«Production, avancées et potentiel» : C'est ainsi qu'ils présentent le Plan Turquino à Santiago dans le contexte de la crise à Cuba



Plan TurquinoPhoto © Captura de Video/Youtube/Canal Caribe

Au milieu des coupures de courant, de la pénurie alimentaire et d'une crise économique qui touche particulièrement les zones rurales, la télévision d'État cubaine a de nouveau présenté une image optimiste du Plan Turquino à Santiago de Cuba. Le contraste avec la réalité que vivent des milliers de familles dans ces régions est, une fois de plus, difficile à ignorer.

Un rapport récent de Canal Caribe a présenté le Conseil Populaire Mata Hambre, dans la municipalité de Songo-La Maya, comme un exemple de "l'impact des politiques de bénéfice social et économique" dans les zones montagneuses. Selon le discours officiel, des progrès sont réalisés dans la production alimentaire, l'exportation de charbon et de miel, et même dans des solutions énergétiques.

Cependant, le langage même du reportage laisse entrevoir la précarité. Dans une unité de production locale, un travailleur admet : « nous devons lutter et lutter en essayant de faire avancer le plus de bois possible pour pouvoir aider les personnes les plus dans le besoin ». La phrase, loin de transmettre un sentiment de progrès, reflète une économie de survie.

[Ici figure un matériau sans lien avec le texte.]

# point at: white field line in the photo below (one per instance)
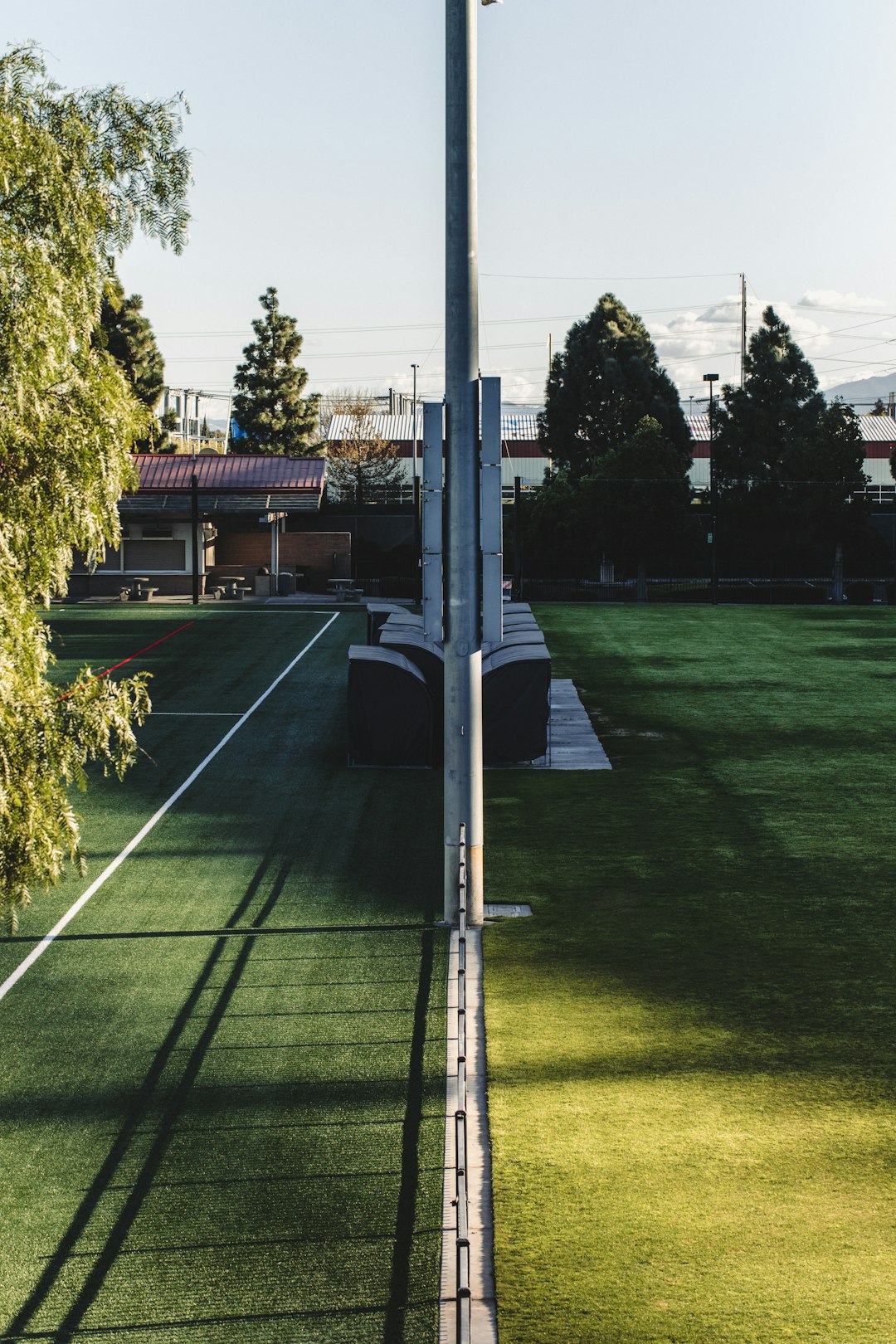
(144, 830)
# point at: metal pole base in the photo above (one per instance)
(475, 888)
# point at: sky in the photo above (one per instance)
(650, 149)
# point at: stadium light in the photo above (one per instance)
(462, 778)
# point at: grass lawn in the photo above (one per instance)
(222, 1088)
(691, 1045)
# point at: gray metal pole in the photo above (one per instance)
(462, 639)
(433, 519)
(492, 530)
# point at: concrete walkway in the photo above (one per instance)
(484, 1328)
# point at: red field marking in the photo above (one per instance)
(124, 661)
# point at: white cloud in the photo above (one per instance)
(832, 301)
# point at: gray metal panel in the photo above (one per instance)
(433, 457)
(490, 505)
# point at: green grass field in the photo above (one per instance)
(222, 1086)
(691, 1045)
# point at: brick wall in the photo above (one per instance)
(319, 555)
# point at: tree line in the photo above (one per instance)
(787, 468)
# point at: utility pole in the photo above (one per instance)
(711, 379)
(462, 800)
(743, 329)
(414, 424)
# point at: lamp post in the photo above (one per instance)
(414, 418)
(462, 778)
(711, 379)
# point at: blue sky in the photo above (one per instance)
(646, 149)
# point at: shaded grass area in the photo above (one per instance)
(230, 1127)
(691, 1045)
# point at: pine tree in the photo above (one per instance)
(640, 494)
(127, 334)
(602, 386)
(783, 459)
(777, 431)
(360, 464)
(80, 169)
(269, 405)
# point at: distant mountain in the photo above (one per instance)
(864, 392)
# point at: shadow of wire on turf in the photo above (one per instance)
(373, 1252)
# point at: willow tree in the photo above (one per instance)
(80, 171)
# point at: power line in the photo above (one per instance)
(716, 275)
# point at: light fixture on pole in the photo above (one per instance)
(711, 379)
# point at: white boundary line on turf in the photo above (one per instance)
(144, 830)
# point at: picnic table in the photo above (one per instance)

Le rapport insiste également sur les "potentiels" d'exportation et sur la diversification des revenus, tout en mentionnant des actions pour "remédier aux impacts" du système électro-énergétique. Cependant, il évite de s'attarder sur les causes structurelles de ces impacts, qui font partie d'une crise énergétique nationale durable.

Un autre des axes du reportage est la formation des jeunes pour s'intégrer aux formes productives locales. La proposition est claire : qu'après leur diplôme, "leur placement soit précisément la forme productive qui existe ici". Dans la pratique, cela révèle le manque d'alternatives réelles pour ceux qui grandissent dans ces zones, où émigrer — à l'intérieur ou à l'extérieur — reste l'une des rares échappatoires.

Le cas présenté comme une « expérience positive », celui d'un producteur d'élevage porcin, de bétail et d'oiseaux, soulève également des questions. Bien que le paysan énumère ses ressources — « j'ai en ce moment 20 reproductrices, 48 têtes de bovin, environ 150 oiseaux » —, l'accent mis sur la garantie de l'alimentation animale et la vente au système étatique met en évidence les limites du modèle, davantage centré sur l'exécution de plans que sur l'amélioration de la qualité de vie.

Le reportage conclut en soulignant des actions de "transformation" dans des communautés comme Arahueca, avec des améliorations envisagées dans les écoles et les policliniques, ainsi que le rôle du Parti dans la "défense de la patrie". Une conclusion prévisible qui privilégie la narration politique au détriment des problèmes quotidiens.

Le Plan Turquino, créé il y a des décennies pour favoriser le développement des zones montagneuses, continue d'être présenté comme une vitrine de progrès. Mais dans les faits, beaucoup de ces communautés continuent de faire face à l'isolement, la précarité et le manque d'opportunités, dans un contexte où la crise nationale aggrave encore les carences.

Pendant que la télévision parle de "potentiels", les habitants de ces zones continuent de lutter pour les choses les plus essentielles : produire, résister et survivre.